TRI-ML / dd3d

Official PyTorch implementation of DD3D: Is Pseudo-Lidar needed for Monocular 3D Object detection? (ICCV 2021), Dennis Park*, Rares Ambrus*, Vitor Guizilini, Jie Li, and Adrien Gaidon.
MIT License
451 stars 74 forks source link

Multi-GPU training inside docker #6

Open williamhyin opened 2 years ago

williamhyin commented 2 years ago

HI ,

Thanks for your code release. I have a question about Multi-GPU training command. Is it possible to train with Multi-GPU(8) inside docker?

Like:python -m torch.distributed.launch --nproc_per_node 8 train.py xxx

Multi-GPU training outside docker by using the following command is not so comfortable for server training :

make docker-run-mpi COMMAND="".

I am looking forward to your Reply. And thanks again for your great job!

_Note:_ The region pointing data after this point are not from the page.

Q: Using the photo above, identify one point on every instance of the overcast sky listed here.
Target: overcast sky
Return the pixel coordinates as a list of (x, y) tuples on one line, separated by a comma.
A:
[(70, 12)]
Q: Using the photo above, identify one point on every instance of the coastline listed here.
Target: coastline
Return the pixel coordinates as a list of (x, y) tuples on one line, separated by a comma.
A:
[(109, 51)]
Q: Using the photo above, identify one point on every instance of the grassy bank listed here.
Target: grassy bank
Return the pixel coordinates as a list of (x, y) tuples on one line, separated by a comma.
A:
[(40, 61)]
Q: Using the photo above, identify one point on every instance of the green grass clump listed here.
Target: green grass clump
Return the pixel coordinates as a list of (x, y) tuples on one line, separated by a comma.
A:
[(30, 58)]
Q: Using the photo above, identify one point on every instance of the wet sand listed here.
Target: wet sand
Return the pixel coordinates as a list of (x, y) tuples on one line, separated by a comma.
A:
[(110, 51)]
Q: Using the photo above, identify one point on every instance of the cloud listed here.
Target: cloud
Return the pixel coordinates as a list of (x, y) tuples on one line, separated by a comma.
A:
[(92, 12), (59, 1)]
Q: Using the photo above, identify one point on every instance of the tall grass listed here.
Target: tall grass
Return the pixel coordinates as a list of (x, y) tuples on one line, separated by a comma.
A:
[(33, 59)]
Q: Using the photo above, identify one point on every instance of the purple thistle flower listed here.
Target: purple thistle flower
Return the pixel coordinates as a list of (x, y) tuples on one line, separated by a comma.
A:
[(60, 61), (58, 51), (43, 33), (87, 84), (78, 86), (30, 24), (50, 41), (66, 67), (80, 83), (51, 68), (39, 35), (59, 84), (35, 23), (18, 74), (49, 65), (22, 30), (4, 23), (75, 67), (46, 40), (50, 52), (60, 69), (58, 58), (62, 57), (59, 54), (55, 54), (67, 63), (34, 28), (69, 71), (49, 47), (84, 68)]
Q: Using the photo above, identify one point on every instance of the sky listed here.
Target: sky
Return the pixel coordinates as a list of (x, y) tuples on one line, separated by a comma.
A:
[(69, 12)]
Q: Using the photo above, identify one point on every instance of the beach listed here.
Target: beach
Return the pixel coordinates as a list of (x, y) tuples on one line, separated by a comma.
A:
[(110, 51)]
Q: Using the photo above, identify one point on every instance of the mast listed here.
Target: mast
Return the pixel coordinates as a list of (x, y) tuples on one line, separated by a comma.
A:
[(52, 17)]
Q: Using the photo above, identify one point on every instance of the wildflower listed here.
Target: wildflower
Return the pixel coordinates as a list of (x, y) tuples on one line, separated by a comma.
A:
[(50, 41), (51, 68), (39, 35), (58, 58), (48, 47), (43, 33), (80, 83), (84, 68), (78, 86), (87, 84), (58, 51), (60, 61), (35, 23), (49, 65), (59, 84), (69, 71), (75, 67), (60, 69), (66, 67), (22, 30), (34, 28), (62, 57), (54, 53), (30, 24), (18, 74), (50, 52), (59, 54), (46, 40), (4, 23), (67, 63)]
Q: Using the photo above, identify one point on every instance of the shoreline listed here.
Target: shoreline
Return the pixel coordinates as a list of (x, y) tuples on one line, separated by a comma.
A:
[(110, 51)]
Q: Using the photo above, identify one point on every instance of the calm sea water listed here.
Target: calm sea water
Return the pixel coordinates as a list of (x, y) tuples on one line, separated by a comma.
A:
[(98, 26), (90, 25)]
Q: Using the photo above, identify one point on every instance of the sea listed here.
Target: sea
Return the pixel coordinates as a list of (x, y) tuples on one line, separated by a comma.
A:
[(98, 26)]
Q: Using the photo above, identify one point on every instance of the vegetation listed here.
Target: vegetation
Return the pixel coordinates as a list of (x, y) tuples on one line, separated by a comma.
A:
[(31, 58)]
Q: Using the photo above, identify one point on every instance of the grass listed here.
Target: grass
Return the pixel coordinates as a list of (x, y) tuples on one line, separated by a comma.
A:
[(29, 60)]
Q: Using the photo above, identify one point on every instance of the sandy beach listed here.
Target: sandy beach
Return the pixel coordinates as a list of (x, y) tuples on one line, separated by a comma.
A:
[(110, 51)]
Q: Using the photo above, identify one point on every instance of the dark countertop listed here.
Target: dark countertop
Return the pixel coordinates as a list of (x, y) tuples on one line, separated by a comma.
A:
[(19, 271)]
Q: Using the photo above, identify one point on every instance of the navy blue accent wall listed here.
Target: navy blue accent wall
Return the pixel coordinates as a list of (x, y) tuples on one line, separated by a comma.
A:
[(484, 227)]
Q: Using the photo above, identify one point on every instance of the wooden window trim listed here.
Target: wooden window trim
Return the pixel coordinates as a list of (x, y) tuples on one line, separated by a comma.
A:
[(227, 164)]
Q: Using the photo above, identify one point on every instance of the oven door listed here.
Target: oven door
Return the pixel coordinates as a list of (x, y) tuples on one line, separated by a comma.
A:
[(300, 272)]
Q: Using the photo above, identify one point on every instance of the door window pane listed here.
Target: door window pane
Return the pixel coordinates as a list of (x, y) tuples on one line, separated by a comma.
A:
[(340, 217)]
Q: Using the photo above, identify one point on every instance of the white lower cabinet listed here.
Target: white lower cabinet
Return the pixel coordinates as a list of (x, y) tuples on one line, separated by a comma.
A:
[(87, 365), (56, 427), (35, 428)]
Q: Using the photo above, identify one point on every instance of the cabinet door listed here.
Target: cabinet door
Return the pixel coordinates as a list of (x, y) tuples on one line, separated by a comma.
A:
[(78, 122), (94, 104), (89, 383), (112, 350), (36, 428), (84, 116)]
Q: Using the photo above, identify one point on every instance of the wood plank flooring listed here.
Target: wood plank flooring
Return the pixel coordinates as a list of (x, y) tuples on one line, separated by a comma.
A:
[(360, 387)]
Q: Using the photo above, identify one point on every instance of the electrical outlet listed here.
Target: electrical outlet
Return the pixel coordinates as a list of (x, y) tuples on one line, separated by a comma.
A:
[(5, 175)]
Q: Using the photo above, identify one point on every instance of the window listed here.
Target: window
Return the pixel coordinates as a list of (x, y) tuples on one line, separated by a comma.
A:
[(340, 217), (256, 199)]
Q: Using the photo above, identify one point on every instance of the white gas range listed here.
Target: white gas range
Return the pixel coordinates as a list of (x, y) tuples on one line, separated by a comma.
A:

dennis-park-TRI commented 2 years ago

Thanks for the interest @williamhyin. By default, we only support the multi-gpu training via make docker-run-mpi ... . It should be possible to modify train.py to make with work with the pytorch launcher. We will have a look at this, if there are a number of use cases.

HeroyiuWFY commented 2 years ago

HI, I also want to know how to train with Multi-GPUs by using python -m torch.distributed.launch --nproc_per_node 8 train.py xxx Looking forward to your Reply and thanks again for your great job!

revisitq commented 2 years ago

Hi, guys! It's easily to training with multi-gpu without docker. After install all the requirements, just run the command CUDA_VISIBLE_DEVICES="x,x,x,x" mpirun -np ${num_gpus} ./script/train.py +experiments=dd3d_kitti_dla34.yaml will start training with multi-gpu.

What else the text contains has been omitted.